The 95% Rule (In Theory)
With 2-standard-deviation bands, statistics textbooks say about 95% of price action should fall inside the bands. Real markets are not normally distributed, though: John Bollinger's own empirical estimate is that roughly 88-90% of price action stays inside the bands in practice. The practical point is the same either way: when price does touch the outer band, something meaningful is happening. It's not an extreme move, but it's a statistically notable one.
The Bollinger Band Squeeze
This is one of the most powerful signals in technical analysis. When the upper and lower bands move very close together, it means volatility has compressed dramatically. Low volatility periods are typically followed by high volatility periods: the market is "coiling."

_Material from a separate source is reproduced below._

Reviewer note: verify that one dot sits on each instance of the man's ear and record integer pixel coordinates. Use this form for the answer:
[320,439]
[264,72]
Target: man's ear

The Squeeze tells you a big move is coming. It does NOT tell you which direction. For direction, you need additional signals: a breakout candle, a trend in the higher timeframe, a catalyst event (earnings, NFP, central bank decision).
Walking the Band
In a strong uptrend, price can "walk" the upper Bollinger Band for an extended period, touching or exceeding it candle after candle. Beginners mistake this for an extreme and sell. Experienced traders recognize it as a sign of exceptional momentum and either hold or add to long positions.
The same logic applies in downtrends: walking the lower band signals strong bearish momentum, not an immediate buy opportunity.
Mean Reversion with Bollinger Bands
In ranging, oscillating markets, Bollinger Bands are excellent for mean-reversion trading:
- Price touches the lower band.
- A bullish reversal candle forms (pin bar, bullish engulfing).
- Enter long, targeting the middle band (20 SMA) or upper band.
This works well in choppy conditions but fails in trends: in a downtrend, touching the lower band is just the continuation of the trend, not a reversal opportunity.
Practical Settings
The standard settings (20, 2) are used by the vast majority of traders. Some adjust to (20, 2.5) for fewer signals at extreme prices. The period and deviation can be changed, but departure from the standard reduces how reliably other traders will react to the same levels.
Key Takeaways
- • Bollinger Bands = 20 SMA (middle) ± 2 standard deviations (upper/lower bands).
- • In theory price stays inside the bands about 95% of the time. John Bollinger's own estimate is roughly 88-90% in real markets.
- • The Squeeze: bands narrow = low volatility = a big move is coming (direction unknown).
- • Walking the band in a strong trend is normal and NOT a sell signal.